It won’t surprise you to learn, then, that Beninghove’s Hangmen (madmen, more like) arose from arch-loon-genius John Zorn, the guy who smashed every musical convention he could find, condemning himself not to be the next John Williams (aieeee!!!), instead enslaved to true Art, thank God. BH namesake Brian Beninghove (saxes, keyboards) loves chee-zee musix - Gilbert O’Sullivan (hmmm), Neil Diamond (gag!), Air Supply (retch!), and others - and, while entertaining his kids one day, decided to move up on things, importing not-quite-right-in-the-head guitarists Eyol Maoz and Dane Johnson, both of whom worked with Zorn but managed to escape while still peripherally rational. He next trapped a bassist (Ezra Gale) in a lurid back alley, snared a drummer (Shawn Baltozar) into a den of sin (you know drummers!) and headlong into the tiger pit he’d dug there, kidnapped trombonist Rick Parker away from a meeting of Mafia consiglieres, and, TA DA!, the band was born!!!

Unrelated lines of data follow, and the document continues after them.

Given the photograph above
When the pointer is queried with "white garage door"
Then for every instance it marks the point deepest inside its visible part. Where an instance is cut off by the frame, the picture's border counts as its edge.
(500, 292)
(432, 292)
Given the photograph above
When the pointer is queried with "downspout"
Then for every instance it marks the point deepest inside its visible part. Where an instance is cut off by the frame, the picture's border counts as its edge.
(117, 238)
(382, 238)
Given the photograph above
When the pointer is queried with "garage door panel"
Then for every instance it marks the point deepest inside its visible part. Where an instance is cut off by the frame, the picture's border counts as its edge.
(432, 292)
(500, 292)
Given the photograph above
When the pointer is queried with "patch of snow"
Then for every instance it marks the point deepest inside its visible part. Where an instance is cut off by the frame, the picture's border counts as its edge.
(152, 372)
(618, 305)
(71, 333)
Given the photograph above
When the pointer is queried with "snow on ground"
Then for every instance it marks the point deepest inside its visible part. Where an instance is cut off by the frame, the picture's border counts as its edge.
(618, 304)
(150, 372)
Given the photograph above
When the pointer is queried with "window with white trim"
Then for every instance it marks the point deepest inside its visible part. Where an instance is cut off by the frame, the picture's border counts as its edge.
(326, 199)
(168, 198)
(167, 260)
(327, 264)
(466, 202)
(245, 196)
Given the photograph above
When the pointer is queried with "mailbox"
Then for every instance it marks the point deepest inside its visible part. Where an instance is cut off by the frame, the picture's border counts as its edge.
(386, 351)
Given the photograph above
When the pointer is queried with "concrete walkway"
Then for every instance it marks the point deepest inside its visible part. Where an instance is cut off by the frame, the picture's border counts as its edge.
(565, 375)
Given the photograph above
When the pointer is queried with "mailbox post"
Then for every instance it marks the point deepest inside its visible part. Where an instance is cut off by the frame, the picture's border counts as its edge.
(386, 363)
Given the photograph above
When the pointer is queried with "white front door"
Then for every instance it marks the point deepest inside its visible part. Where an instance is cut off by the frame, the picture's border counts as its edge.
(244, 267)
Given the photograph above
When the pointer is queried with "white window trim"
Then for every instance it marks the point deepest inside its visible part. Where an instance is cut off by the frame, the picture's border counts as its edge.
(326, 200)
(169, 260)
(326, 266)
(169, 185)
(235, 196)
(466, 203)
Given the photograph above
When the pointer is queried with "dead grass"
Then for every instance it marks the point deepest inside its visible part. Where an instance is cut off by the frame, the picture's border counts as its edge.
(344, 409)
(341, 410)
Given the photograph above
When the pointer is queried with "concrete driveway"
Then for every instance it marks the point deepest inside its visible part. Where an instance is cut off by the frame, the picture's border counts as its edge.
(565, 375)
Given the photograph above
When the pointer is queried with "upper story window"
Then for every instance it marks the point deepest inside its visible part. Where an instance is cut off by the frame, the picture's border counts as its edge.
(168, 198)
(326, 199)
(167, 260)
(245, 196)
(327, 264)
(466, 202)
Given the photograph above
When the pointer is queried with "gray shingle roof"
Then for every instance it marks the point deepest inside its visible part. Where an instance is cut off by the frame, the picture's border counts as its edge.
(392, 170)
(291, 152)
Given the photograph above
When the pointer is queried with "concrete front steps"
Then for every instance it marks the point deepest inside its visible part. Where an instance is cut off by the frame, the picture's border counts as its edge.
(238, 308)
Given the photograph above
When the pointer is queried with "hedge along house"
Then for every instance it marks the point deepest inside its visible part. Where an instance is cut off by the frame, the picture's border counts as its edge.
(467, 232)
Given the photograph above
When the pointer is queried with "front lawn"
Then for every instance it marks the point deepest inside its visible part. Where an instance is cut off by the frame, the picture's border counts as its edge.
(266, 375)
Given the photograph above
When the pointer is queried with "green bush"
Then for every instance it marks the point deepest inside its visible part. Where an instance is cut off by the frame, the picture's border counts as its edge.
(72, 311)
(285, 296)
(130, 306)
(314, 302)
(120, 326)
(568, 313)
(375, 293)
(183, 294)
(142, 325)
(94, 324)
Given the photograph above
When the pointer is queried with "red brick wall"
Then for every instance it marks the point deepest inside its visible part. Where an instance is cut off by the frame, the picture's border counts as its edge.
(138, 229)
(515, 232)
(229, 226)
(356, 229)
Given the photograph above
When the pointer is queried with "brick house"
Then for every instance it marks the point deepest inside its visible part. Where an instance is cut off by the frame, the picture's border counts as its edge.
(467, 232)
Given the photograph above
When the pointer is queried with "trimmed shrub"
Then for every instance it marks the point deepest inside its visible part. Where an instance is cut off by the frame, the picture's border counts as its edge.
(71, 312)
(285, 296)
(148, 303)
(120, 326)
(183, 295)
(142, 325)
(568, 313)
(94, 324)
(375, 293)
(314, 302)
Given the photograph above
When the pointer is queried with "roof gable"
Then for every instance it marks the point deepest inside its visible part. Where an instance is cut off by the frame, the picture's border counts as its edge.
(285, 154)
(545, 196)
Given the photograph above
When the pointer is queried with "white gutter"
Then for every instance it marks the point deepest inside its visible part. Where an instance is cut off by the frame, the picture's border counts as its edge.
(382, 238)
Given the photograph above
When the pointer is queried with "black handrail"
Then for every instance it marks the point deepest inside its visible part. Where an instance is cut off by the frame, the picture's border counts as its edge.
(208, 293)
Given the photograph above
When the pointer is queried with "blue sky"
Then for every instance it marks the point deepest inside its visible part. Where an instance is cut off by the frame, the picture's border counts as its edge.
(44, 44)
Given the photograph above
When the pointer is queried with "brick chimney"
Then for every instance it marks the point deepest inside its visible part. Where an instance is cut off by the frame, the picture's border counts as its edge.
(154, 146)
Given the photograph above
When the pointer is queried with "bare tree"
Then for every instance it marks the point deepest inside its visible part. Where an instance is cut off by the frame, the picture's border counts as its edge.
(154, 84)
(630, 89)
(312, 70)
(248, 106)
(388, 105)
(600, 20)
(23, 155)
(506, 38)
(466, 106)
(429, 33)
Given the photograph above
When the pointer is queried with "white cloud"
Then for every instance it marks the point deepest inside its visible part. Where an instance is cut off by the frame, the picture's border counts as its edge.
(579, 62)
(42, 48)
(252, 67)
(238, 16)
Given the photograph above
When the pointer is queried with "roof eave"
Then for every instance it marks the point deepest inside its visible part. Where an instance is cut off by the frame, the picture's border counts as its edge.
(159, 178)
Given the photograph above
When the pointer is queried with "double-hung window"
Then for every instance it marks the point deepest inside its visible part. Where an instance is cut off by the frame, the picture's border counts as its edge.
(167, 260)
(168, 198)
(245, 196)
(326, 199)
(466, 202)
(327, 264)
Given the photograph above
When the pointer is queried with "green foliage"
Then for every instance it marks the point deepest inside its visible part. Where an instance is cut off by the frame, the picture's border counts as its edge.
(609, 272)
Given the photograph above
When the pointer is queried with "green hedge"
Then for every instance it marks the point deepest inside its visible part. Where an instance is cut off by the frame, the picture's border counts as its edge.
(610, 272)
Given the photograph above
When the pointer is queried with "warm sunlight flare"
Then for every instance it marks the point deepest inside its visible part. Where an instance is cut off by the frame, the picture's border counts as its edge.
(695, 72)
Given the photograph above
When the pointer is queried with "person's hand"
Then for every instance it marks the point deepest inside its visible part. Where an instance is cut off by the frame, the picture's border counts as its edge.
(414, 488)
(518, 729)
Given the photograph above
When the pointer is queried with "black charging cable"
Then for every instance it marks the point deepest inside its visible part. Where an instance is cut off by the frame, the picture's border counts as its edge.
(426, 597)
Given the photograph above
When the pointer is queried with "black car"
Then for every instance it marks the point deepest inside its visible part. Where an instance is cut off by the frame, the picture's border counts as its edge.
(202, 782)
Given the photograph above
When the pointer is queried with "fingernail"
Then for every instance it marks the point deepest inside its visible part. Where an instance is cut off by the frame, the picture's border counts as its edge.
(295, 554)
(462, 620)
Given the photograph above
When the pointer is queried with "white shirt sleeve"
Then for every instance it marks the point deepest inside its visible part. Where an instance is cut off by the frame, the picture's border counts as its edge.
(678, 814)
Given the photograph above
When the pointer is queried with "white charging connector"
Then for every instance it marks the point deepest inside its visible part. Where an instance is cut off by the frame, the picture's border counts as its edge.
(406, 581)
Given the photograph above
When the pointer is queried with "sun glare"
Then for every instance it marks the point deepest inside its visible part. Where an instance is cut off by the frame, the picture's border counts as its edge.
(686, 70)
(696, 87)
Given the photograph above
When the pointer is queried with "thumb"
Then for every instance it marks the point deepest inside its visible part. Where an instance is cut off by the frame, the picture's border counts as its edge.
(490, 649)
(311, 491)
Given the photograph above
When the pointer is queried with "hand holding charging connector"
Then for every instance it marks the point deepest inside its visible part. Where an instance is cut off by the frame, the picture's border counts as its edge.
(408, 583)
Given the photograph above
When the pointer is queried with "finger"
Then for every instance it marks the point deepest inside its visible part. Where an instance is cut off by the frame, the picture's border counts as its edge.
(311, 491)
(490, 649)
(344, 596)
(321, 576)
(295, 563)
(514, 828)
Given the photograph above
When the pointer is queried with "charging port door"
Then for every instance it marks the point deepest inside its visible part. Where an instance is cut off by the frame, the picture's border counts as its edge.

Catch BH’s irreverent and tightly sloppy take on Neil Diamond’s “Girl, You’ll be a Woman Soon”, and you’ll have your first clue what to expect…though it won’t prepare you at all for the clatterously randomic “Elephant Stampede” (“Terminator”: same thing), as wild as jazzy progfusion gets. John Medeski vectors in somewhere in the list of BH influencers and worked-with’ers, so you can guess what’s what in that situation. More, several cuts will put you in the mood to chat up that slattern over in the corner of Rasputin’s Tavern, and thus I suggest you bring not only an industrial-strength condom but an array of tranquiliizers as well…for yourself.

Releases like this are frequently referred to as “novelty items” – the, uh, same sobriquet once laid on vibrators and various whatnots sold in the porn shop down the street – but, to me, they’re treasures (er, this music, not the vibrators) as maddeningly complex and entertaining as anything PDQ Bach / Prof. Schickele ever put out, FZ ever entertained, and most likely even amusing to Mike “My Brain’s in Another Dimension” Patton. Pineapples and Ashtrays indeed. If you haven’t been to the doctor or psychiatrist lately, buy this disc and wallow; if you have been, give it to them, and you’ll never have to explain yourself again…’cause they’ll be over the state line, screaming for asylum. Pineapples and Ashtrays is that good…

…and, geez, did I just pen a critique designed to laud the CD or accidentally screw these crazy bastards over???